Weary v. A. H. Andrews & Co.

Mr. Presiding Justice Waterman

delivered the opinion of the Court.

This was a bill for a discovery from and an accounting by appellant as to money it was alleged he had fraudulently received and failed to account for in respect to the business of appellee while he was in its employment.

The defendant denying all fraud, and that the complainant was entitled to any of the moneys received by him, admitted having received certain moneys collected by the complainant. There was a reference to a master to take testimony. Testimony was takén by the master upon the subject of moneys received by appellant and his liability to account therefor.

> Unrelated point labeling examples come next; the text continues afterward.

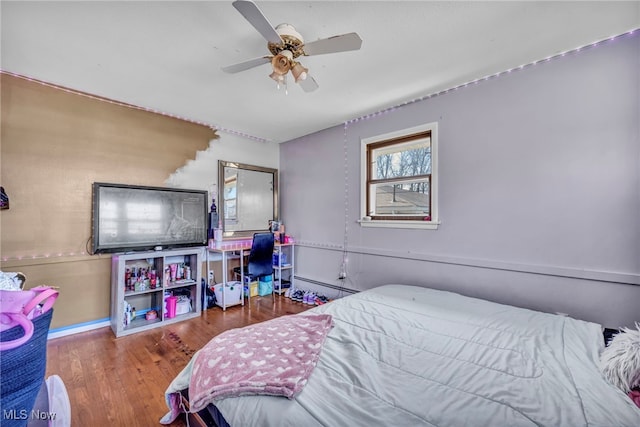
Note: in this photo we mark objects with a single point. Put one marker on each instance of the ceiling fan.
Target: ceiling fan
(286, 45)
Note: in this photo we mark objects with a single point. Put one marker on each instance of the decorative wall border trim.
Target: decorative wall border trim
(546, 270)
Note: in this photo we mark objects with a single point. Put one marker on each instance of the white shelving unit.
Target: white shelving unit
(132, 282)
(284, 268)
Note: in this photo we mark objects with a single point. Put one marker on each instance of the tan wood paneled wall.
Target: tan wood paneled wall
(54, 145)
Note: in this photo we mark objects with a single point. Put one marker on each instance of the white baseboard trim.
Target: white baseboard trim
(78, 328)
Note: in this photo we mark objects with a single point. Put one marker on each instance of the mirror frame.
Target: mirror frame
(222, 164)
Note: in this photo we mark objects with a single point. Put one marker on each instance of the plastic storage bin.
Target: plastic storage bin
(232, 293)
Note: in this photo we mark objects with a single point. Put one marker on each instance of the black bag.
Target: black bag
(22, 371)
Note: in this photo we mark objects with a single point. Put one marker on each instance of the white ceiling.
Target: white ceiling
(166, 56)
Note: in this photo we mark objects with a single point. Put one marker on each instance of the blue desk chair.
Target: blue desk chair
(260, 257)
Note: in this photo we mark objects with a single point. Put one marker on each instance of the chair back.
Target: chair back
(261, 255)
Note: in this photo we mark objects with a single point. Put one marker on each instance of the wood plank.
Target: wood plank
(121, 381)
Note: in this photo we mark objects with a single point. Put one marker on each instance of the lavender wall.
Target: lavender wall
(539, 191)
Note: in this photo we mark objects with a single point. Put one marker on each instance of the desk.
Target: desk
(243, 246)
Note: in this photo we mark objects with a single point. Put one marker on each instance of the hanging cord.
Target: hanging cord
(342, 275)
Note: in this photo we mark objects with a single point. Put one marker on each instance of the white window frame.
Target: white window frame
(367, 221)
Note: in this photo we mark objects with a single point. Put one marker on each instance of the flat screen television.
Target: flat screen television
(136, 218)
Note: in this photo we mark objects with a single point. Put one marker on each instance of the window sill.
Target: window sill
(425, 225)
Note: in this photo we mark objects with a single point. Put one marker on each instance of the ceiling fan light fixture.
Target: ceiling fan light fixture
(299, 72)
(282, 62)
(279, 78)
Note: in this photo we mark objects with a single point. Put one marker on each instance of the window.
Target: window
(399, 179)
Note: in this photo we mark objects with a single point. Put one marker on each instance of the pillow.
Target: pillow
(620, 361)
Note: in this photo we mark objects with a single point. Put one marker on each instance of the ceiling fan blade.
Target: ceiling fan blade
(245, 65)
(342, 43)
(251, 13)
(308, 84)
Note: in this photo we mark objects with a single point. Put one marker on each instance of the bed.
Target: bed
(408, 355)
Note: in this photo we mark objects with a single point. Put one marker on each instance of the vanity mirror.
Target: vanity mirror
(248, 197)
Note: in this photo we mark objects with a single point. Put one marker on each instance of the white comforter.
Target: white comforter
(410, 356)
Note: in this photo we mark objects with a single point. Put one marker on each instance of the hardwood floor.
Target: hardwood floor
(121, 381)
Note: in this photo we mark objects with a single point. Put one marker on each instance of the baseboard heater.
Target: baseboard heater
(326, 285)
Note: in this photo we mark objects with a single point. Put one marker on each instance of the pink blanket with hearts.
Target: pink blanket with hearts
(274, 358)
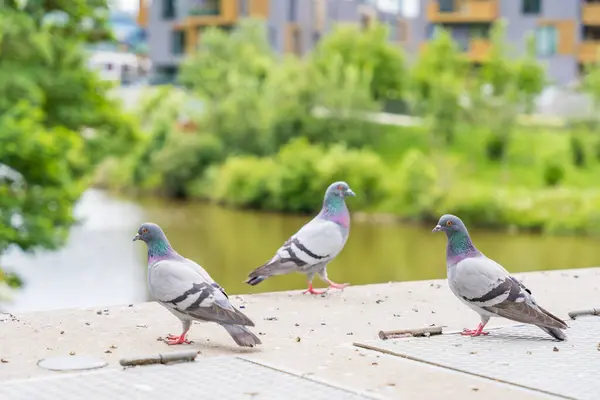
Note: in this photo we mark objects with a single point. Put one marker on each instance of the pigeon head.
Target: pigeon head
(339, 189)
(149, 232)
(450, 224)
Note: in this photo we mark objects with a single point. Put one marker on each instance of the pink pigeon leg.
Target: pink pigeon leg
(311, 290)
(334, 285)
(174, 339)
(475, 332)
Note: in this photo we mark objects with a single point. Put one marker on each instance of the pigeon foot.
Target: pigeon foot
(474, 332)
(175, 339)
(311, 290)
(341, 286)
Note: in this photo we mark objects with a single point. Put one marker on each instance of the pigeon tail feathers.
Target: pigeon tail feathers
(242, 336)
(554, 332)
(255, 280)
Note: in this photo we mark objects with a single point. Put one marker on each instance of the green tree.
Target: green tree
(369, 51)
(505, 87)
(56, 120)
(439, 80)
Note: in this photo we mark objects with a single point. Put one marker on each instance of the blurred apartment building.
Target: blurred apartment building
(566, 32)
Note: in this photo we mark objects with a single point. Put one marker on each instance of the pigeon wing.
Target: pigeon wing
(486, 284)
(177, 286)
(317, 242)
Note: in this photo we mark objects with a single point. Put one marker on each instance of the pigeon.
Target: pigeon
(315, 245)
(186, 289)
(488, 288)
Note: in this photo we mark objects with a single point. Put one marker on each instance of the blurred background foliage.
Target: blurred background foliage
(257, 132)
(56, 121)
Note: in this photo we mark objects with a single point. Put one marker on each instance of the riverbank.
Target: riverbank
(311, 336)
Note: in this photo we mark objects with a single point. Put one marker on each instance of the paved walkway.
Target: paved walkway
(311, 336)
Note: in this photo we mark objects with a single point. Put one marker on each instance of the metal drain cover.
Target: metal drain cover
(228, 378)
(71, 363)
(521, 355)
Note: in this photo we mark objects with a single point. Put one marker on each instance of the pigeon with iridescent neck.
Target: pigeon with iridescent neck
(488, 288)
(315, 245)
(185, 288)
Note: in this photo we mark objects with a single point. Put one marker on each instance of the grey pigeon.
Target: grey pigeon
(488, 288)
(315, 245)
(186, 289)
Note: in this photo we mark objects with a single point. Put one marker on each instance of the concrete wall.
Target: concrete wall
(561, 69)
(160, 36)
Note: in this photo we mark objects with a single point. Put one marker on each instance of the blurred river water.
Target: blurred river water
(101, 266)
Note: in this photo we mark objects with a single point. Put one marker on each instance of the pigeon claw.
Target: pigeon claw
(311, 290)
(341, 286)
(177, 339)
(474, 332)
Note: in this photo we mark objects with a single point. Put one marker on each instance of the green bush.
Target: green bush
(413, 187)
(184, 158)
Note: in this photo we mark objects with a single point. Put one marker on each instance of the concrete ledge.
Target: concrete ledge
(307, 335)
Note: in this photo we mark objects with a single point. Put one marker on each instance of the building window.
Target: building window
(243, 7)
(532, 6)
(168, 9)
(447, 5)
(292, 11)
(546, 41)
(434, 30)
(480, 31)
(297, 42)
(177, 42)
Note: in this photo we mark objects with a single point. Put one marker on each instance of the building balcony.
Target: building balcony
(590, 13)
(589, 51)
(476, 50)
(479, 50)
(463, 11)
(142, 17)
(211, 12)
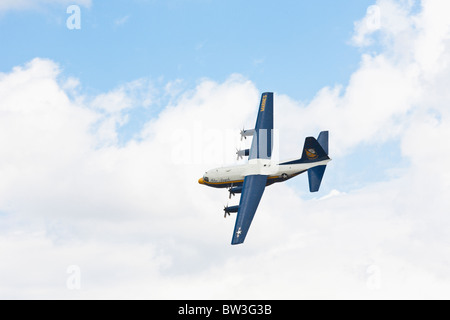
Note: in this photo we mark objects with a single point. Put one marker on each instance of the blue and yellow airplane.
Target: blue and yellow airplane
(251, 179)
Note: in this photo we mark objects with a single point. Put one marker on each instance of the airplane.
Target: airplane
(251, 179)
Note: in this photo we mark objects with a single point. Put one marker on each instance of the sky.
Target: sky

The master reported the evidence without stating an account. From the testimony so reported, the Circuit Court made up an account and ordered the appellant to pay to the appellee $1,839.40. The cause should have been referred to a master to state an account.

In the manner in which the suit was disposed of, two courts have already been called upon to go through the entire mass of testimony, sift therefrom what is material and make the necessary calculations to arrive at a true account. This is not the business of a chancellor. Solicitors are not entitled to throw upon a chancellor the clerical and accountant labor of going through accounts; this court has not the time for such work. The practice, here presented, has been repeatedly condemned by the Supreme Court, and the decree herein rendered is reversed and the cause remanded with directions to refer the same to a master to take and state an account between the parties and report the same to the court. Huling v. Farwell et al., 33 Ill. App. 238; Moss v. McCall, 75 Ill. 190; French v. Gibbs, 105 Ill. 523; Beale v. Beale, 116 Ill. 292.

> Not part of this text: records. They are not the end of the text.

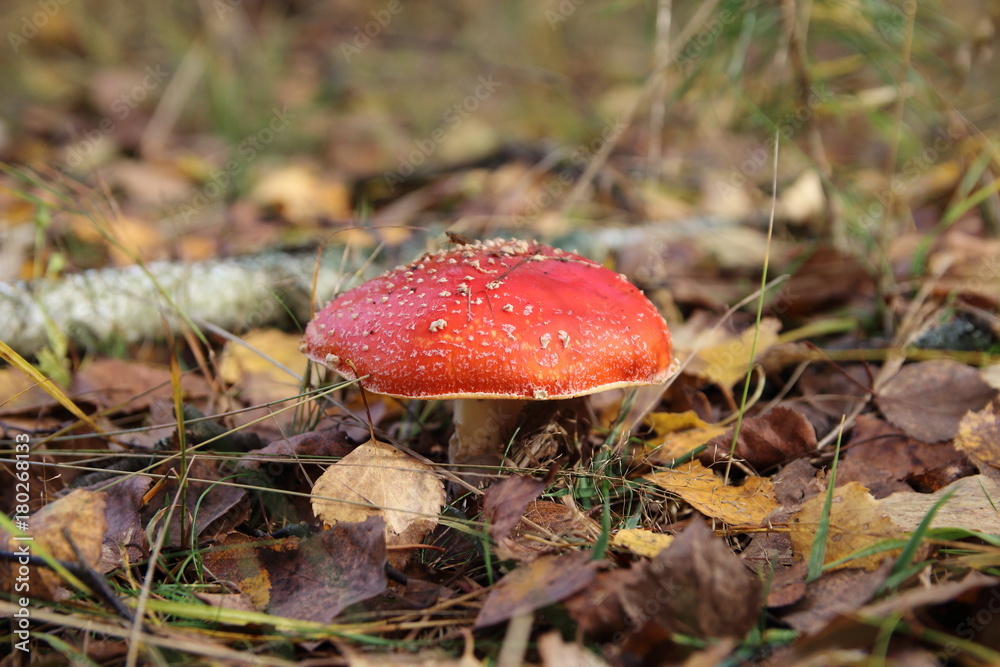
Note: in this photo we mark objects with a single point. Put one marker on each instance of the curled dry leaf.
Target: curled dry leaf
(881, 457)
(856, 521)
(312, 578)
(780, 435)
(376, 479)
(746, 505)
(929, 399)
(971, 506)
(542, 582)
(76, 520)
(125, 539)
(504, 503)
(677, 433)
(696, 587)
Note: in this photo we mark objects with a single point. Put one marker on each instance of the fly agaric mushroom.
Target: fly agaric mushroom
(492, 324)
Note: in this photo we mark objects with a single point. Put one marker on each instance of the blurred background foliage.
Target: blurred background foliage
(887, 111)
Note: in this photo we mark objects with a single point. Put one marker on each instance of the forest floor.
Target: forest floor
(808, 193)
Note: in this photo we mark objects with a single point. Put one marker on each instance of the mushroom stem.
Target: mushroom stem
(483, 427)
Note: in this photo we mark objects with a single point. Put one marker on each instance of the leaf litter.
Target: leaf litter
(644, 547)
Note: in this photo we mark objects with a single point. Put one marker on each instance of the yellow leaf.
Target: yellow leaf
(259, 378)
(856, 522)
(677, 433)
(641, 541)
(376, 479)
(745, 505)
(979, 436)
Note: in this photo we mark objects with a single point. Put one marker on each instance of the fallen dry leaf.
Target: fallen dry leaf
(258, 379)
(547, 527)
(881, 457)
(856, 521)
(504, 502)
(376, 479)
(970, 507)
(542, 582)
(825, 280)
(215, 508)
(979, 435)
(75, 519)
(834, 594)
(124, 542)
(677, 433)
(746, 505)
(928, 399)
(696, 587)
(780, 435)
(312, 578)
(641, 541)
(130, 386)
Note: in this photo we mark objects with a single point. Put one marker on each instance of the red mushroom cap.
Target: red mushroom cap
(494, 319)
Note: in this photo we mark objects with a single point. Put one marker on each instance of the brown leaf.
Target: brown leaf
(779, 435)
(545, 528)
(969, 507)
(312, 579)
(215, 508)
(677, 433)
(696, 587)
(77, 518)
(746, 505)
(880, 457)
(558, 653)
(825, 280)
(641, 541)
(376, 479)
(928, 399)
(834, 594)
(504, 503)
(856, 521)
(979, 435)
(257, 378)
(724, 357)
(125, 539)
(130, 386)
(293, 464)
(545, 581)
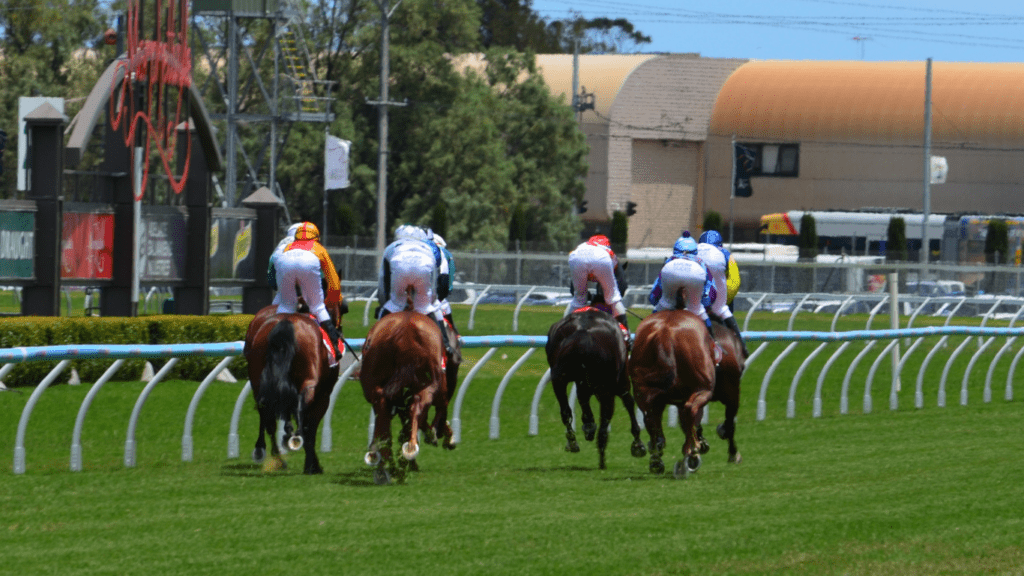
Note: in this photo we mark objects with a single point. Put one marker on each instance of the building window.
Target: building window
(775, 160)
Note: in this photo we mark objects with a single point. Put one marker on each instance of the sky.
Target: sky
(822, 30)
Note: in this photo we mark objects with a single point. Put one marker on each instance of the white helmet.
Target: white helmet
(410, 232)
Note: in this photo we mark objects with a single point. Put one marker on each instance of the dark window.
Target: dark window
(776, 160)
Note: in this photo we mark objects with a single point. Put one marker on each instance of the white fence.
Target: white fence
(65, 354)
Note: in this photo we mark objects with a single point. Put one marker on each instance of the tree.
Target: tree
(620, 232)
(49, 49)
(996, 242)
(896, 240)
(808, 240)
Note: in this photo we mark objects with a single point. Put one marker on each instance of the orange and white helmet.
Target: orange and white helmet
(306, 231)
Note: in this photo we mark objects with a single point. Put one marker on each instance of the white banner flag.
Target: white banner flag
(336, 163)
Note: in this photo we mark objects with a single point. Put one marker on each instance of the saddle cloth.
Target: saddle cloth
(327, 343)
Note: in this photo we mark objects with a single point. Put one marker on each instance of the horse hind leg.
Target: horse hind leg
(727, 430)
(636, 449)
(566, 412)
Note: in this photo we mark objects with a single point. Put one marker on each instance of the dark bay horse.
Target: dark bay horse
(672, 364)
(587, 347)
(403, 372)
(727, 377)
(292, 378)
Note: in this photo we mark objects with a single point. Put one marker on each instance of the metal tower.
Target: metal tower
(257, 80)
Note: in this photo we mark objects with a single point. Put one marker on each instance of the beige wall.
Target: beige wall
(844, 175)
(665, 176)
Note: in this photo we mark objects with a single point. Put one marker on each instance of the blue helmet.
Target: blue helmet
(712, 237)
(685, 245)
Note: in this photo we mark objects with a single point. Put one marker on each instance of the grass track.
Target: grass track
(931, 491)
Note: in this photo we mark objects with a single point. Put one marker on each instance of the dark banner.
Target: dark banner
(17, 244)
(162, 246)
(86, 248)
(231, 248)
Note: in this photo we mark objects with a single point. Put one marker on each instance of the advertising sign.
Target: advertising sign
(17, 244)
(231, 254)
(162, 246)
(86, 249)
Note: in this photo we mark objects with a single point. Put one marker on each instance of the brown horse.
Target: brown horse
(727, 378)
(292, 378)
(403, 371)
(672, 364)
(587, 347)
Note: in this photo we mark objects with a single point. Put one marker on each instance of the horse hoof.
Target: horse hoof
(274, 463)
(638, 450)
(381, 478)
(410, 451)
(692, 462)
(680, 470)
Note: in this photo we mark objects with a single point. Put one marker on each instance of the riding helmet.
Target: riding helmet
(712, 237)
(685, 245)
(306, 231)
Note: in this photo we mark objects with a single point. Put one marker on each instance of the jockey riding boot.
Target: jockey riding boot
(731, 324)
(333, 334)
(625, 322)
(444, 338)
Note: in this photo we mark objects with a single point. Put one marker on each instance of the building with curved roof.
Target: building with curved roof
(824, 135)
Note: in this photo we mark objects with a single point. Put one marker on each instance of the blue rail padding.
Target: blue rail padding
(115, 352)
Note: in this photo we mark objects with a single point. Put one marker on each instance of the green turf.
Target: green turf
(929, 491)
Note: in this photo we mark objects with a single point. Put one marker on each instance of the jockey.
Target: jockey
(595, 260)
(684, 270)
(413, 259)
(717, 258)
(289, 238)
(304, 264)
(445, 280)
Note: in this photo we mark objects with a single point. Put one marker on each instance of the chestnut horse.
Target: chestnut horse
(403, 372)
(587, 347)
(727, 378)
(672, 364)
(292, 378)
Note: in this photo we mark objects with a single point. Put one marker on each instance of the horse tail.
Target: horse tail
(410, 296)
(276, 391)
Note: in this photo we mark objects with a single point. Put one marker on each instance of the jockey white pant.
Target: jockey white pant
(594, 263)
(416, 269)
(715, 260)
(687, 275)
(300, 269)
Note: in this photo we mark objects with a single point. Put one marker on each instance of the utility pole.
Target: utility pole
(928, 168)
(382, 122)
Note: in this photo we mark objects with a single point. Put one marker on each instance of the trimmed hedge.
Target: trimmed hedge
(42, 331)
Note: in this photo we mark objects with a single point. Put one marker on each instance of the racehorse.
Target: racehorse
(403, 371)
(672, 364)
(291, 377)
(727, 377)
(588, 347)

The objection here made is one which a court will of its own motion interpose for its protection from unnecessary labor sought to be imposed upon it. Useful forms of orders of referehce in such cases can be found in Yol. 3, page 2193, of Daniell’s Chancery Practice; attention is specially called to notes “ b ” and “ f ” as likely to be saving of time to the court and expense to parties.

We also call attention to what is said concerning the proper practice in Huling v. Farwell, supra; Heffron v. Gore, 40 Ill. App. 257-265; Brown v. McKay, 51 Ill. 295299; Hudson et al. v. Eugene Glass Co., 54 Ill. App. 248. Reversed with directions.